Hicret, Peygamber Efendimizin Mekke’den Medine’ye göçmesidir. Peygamberliğinin (bîsetin) 14. senesiydi.
Müslümanlar için Mekke’de kalmak, tahammül edilemeyecek derecede idi.
Peygamber Efendimize durumlarını arz ederek, hicret için müsaade istediler.
Bir gün, sevgili Peygamberimiz sevinçli bir halde ashabının yanına gelir. “Sizin hicret edeceğiniz yer bana bildirildi. Orası Medine’dir. Oraya hicret ediniz, Allah-ü Teâla Medine’yi size emniyet ve huzur bulacağınız bir yurt kıldı” buyurdu.
Efendimizin tavsiyesi üzerine Müslümanlar bir biri ardınca, bölük bölük Medine’ye göç etmeye başladılar.
Son olarak da kendileri hicret etti.
Tarihçilere göre miladi 622 senesinde Allah-ü Teâlâ’nın emri ile Peygamber Efendimiz Mekke’den Medine’ye gitti, işte bu yolculuğuna hicret denir. O gün Hicret, tarihin başlangıcı olarak kabul edilmiştir.
Cebrail (as) Efendimize gelir; “Kâfirler seni öldürmeye karar verdi. Bu gece Ali’yi yatağına yatır ve Ebubekir ile Medine’ye hicret et” dedi.
Hz. Ali o zaman genç bir delikanlıydı. Efendimizin buyruğunu emir kabul etti: “Bin canım da olsa, senin yoluna feda olsun” diyerek Efendimizin yatağına yattı.
Müşrikler evi kuşattıklarında Efendimiz bir avuç toprak alıp: “Onların hem önlerine bir set hem arkalarına bir set çektik, hem de onları kuşatıp sardık.

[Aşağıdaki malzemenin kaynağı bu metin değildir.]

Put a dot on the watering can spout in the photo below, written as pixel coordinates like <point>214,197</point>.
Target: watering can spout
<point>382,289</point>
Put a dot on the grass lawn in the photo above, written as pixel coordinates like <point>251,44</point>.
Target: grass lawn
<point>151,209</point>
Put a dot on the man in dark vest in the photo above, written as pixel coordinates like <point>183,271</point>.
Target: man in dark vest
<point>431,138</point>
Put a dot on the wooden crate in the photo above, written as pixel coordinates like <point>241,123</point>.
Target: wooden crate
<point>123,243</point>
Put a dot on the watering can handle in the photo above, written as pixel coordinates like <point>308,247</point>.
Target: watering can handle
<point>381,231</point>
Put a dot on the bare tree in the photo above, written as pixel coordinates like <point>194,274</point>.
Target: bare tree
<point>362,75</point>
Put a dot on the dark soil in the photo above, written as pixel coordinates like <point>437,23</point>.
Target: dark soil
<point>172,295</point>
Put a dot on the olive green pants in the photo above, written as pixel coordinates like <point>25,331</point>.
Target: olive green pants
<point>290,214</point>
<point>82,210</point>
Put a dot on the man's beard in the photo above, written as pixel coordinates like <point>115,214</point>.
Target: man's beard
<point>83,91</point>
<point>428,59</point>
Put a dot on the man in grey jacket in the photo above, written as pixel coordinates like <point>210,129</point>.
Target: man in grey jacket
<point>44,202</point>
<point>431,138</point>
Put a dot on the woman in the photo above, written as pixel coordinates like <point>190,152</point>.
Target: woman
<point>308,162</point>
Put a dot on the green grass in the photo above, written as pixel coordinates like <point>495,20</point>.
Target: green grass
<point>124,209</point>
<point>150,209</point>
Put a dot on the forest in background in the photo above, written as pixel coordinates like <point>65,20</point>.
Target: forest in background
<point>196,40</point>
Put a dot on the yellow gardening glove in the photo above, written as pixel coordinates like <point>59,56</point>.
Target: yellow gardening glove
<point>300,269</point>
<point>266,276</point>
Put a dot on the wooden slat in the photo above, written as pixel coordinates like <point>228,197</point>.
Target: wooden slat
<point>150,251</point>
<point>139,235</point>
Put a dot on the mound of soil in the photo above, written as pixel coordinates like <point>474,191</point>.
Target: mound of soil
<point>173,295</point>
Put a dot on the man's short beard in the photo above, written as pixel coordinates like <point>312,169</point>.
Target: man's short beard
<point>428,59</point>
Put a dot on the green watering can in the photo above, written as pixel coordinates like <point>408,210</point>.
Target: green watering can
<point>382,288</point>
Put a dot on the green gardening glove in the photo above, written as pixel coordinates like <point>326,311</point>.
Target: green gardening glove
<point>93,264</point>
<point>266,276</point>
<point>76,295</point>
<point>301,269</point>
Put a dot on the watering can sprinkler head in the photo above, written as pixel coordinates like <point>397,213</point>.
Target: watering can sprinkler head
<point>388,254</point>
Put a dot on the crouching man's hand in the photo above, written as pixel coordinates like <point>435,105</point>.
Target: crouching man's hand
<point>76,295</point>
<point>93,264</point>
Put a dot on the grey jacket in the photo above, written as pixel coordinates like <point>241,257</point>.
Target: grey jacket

Artık onlar (hakikati) göremezler.” (Yasin Suresi 9. Ayet) okuyarak müşriklerin yüzüne serperek aralarından geçip Hz. Ebubekir’in evine gitti.
Hz. Ebubekir’e “Bu gece Medine’ye hicret etmeye emir aldım” buyurdu.

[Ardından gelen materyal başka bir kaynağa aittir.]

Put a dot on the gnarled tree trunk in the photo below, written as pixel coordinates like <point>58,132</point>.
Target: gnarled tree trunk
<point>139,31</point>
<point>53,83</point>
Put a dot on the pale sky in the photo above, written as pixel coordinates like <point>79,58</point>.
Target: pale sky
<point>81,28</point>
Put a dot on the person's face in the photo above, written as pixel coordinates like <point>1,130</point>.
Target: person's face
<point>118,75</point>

Efendimiz Ebubekir’le birlikte Sevr Mağarası’na sığındılar. Mağaranın önünde bir ağaç yeşerdi. Ağacın üzerine iki güvercin yuva yapıp yumurtladılar. Bir örümcekte mağaranın ağzını ağıyla kapattı.

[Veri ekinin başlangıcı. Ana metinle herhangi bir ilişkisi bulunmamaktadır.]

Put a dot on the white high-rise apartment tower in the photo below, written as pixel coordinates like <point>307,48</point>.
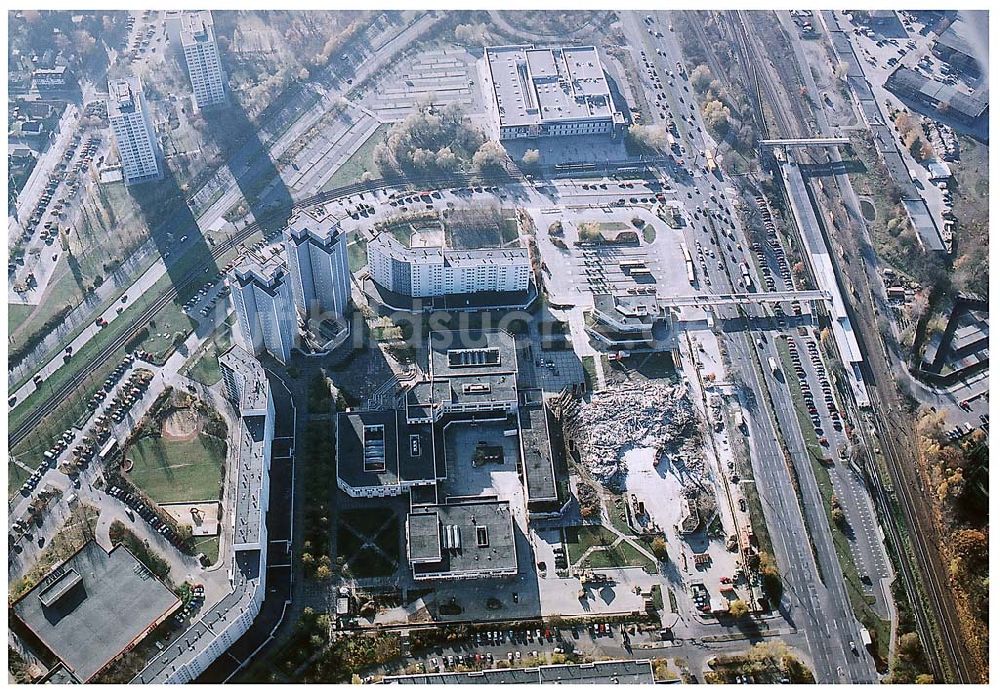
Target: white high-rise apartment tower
<point>201,54</point>
<point>265,310</point>
<point>133,130</point>
<point>317,258</point>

Peygamber Efendimizin Mekke’den ayrıldığını duyan müşrikler ok ve yaylarını alıp Mekke dışına çıkarak Efendimizi öldürmek için aramaya koyuldular.
Öyle kararlıydılar ki Sevr Mağarası’na kadar geldiler. Örümceği ve kuluçkaya yatan güvercinleri gördüler de burada kimse yok diyerek geri döndüler. Bakın dostlar, Allah korumayı murat ederse hiçbir çabanın ve tekniğin işe yaramayacağını buradan anlıyoruz.
Peygamber Efendimiz yorucu bir 16 gün süren yolculuktan sonra Medine’ye dâhil oldu.
İslam medeniyetinin temelleri orada atıldı.
İslam ordu karargâhı da kuruldu
İslam devleti orada teşekkül etti.
İslami cihat ordusu da ilk defa orada oluştu.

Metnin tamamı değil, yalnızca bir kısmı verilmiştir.